Non-news News and News Non-news

So the Greens have signaled that they won’t be taken for a ride – that if NZ Labour is forming government, then they have to include the Green Party in the formation of that government. That’s not news. Sorry. Apparently that’s big news, worth running around with flailing arms, and poking faces with serious looks of concern down the guts of the nearest TV camera.

Meanwhile, Metiria Turei decries the sad xenophobic rhetoric of Winston Peters. Now, I’ve had personal experience of Winston’s xenophobic shite. On three occasions (twice when he held the position of deputy Prime Minister) the sad old fart instructed me to “Go back where I came from”.  I was astonished back then that the Deputy Prime Minister of a country was able to stand up in a public meeting, and with impunity address me directly, an immigrant, and tell me to get out of the country. (On the third occasion he did it, he was no longer deputy PM)
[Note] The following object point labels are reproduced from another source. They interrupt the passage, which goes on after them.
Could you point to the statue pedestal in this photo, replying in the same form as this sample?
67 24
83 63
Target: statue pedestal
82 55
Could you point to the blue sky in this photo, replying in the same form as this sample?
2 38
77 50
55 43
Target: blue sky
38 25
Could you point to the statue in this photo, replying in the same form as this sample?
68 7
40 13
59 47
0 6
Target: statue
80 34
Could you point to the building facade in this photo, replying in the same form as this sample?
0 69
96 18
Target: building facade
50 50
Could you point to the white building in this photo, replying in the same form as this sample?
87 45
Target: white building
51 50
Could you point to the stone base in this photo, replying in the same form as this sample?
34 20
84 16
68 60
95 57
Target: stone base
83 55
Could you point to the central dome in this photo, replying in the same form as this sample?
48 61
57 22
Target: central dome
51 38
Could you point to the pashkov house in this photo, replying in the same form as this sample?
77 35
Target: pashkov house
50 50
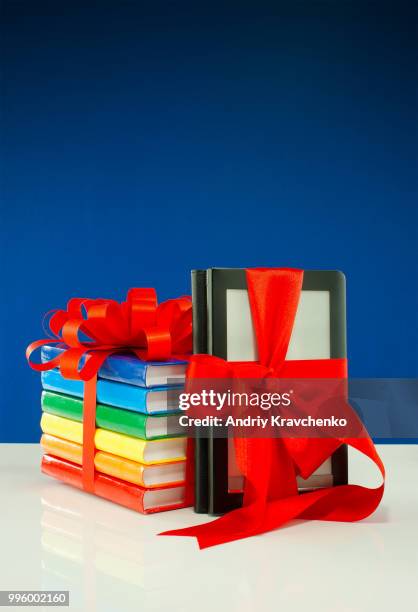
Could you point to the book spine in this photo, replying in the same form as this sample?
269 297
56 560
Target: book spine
200 345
Sadly, it seems it would still be okay today. Apparently Metiria Turei is a hypocrite for calling out Winston Peters’ racist rhetoric because her party may have to go into coalition with NZF. Apparently, one is supposed to be polite and ignore such stuff. Better than that, msm seems to have zeroed in on Winston Peters’ claim that there will be “consequences”. You get that? No condemnation of xenophobia or whatever – just a certain salivation at the prospect of juicy consequences.

In fairness, I should point out that some blogs have posted on Winston’s history of racist dog-shit. NRT has a piece on the National Front’s historic backing for Peters and Hayden Donnell at the Spinoff has a “short history” piece on some of his bile. I’m sure there are others.

But my question to New Zealand (if I can anthropomorphise a country for a second) is what the hell is going on in your head when your first inclination is to brush off charges of racism as something “impolite” or “just not cricket”; when you embrace the perpetrator of racist rantings in anticipation of his retribution; when you then, in an apparent attempt to ‘not talk about it’, point snaggly fingers at the very people who ‘called it’, and accuse them on the most specious of grounds of constituting a threat to the integrity of parliamentary elections?

It’s…actually, words fail me. If the New Zealand of this post was a person in a pub, I might be slowly shaking my head as the internal shutters came down and the walls went up. I might be picking up my pint and moving away from their company with no desire whatsoever to ever be in their company again. That would be the possible polite reaction.